En route to the 53rd Pacific Islands Forum Leaders Meeting in Tonga this week, Poivre d’Arvor is eager to ensure Pacific representatives are prepared for the UN Ocean Conference in Nice, France next year.
“This third ocean conference should be, for the international community, as important for the ocean as COP in 2015, COP21, was for the climate. And we want to do for the ocean something as ambitious as we have done with the Paris Agreement,” Poivre d’Arvor told media in Fiji last week.
“We observe the loss of biodiversity, the pollution, not only plastic pollution but all kinds of pollution we are facing, the need of decarbonisation for maritime transport, which represents 92% of the global trade in the world; so it’s a huge business.

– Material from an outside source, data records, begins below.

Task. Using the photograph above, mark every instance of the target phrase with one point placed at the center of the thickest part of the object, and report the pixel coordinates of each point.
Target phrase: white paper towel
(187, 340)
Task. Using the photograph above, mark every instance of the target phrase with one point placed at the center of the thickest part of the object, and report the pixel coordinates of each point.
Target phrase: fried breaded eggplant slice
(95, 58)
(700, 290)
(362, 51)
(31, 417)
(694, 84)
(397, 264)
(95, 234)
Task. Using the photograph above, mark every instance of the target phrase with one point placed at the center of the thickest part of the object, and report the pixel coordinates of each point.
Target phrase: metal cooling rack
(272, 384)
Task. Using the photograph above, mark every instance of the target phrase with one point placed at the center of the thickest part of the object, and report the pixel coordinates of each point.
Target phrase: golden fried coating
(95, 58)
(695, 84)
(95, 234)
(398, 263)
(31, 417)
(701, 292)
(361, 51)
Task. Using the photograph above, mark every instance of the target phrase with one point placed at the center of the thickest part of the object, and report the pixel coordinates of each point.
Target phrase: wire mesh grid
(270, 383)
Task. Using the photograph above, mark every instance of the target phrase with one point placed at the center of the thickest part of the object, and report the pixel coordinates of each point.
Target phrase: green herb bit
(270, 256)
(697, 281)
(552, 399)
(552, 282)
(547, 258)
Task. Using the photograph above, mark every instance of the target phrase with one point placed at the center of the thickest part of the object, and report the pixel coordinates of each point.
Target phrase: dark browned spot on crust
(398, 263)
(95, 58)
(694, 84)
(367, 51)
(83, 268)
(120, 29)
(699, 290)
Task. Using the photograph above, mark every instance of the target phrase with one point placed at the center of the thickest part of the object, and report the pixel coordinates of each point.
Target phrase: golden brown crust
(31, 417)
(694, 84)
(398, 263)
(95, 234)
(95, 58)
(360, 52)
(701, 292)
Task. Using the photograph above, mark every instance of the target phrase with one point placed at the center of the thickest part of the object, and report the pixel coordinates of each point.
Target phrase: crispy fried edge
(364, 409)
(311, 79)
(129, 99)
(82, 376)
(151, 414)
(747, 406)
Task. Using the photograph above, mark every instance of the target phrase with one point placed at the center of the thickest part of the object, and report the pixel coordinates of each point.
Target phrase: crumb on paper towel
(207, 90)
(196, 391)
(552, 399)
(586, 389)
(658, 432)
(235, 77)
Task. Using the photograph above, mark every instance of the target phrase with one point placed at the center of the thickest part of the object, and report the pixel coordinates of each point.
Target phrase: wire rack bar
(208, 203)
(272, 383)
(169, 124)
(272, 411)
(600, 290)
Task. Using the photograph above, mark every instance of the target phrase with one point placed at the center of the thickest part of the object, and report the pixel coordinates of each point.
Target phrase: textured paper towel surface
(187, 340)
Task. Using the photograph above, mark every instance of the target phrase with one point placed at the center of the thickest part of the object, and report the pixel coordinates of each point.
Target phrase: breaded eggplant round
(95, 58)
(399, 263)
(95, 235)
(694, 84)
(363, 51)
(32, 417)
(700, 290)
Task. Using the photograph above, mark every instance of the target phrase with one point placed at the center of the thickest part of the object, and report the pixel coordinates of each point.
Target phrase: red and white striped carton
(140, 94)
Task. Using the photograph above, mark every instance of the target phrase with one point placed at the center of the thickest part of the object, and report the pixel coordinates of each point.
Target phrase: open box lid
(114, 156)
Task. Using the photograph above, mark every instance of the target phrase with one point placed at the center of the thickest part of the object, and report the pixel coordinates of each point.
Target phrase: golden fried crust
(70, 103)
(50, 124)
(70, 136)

It’s a business that, if we carry on this way, making money with the ocean, the ocean will be not only in danger, but we will be in danger,” he said.
In Suva, Poivre d’Arvor said he met with Fiji’s Deputy Minister for Foreign Affairs, representatives of the Ministry of Environment and Climate Change, and several businesses, NGOs and academic institutions.
“I met official people, I met business people, I met also NGOs, and I was, I should say, very impressed by the commitment of these young people, a lot of women, I should say, a majority of women, who really fight for the ocean, for the protection of the ocean,” he said.
“It was great also for me to have discussion with the vice-chancellor of the University of South Pacific, the vice-chancellor of the Fiji National University as well, because if we need to know more about the ocean, academics are very important.”
Poivre d’Arvor said there will be a pre-conference session ahead of the UN Ocean Conference next year which will be dedicated to the ocean science
“There will be a forum of three days, and 2000 scientists from all over the world will make recommendations to the leaders,” he said.
When asked about the Pacific’s involvement in the upcoming conference, Poivre d’Arvor said, “they have to be in the centre, and we have to be a bit at the back seat. We will invite them, and provide them the funds to be there, not only officials, not only authorities, but also, as I said, young people, the young generation, NGOs.
“Let’s try to make the ocean a place of science and peace, and not only a place of money and destruction of the planet,” he said. “You know the ocean better than us, and perhaps we can help you to know even more than you know now.”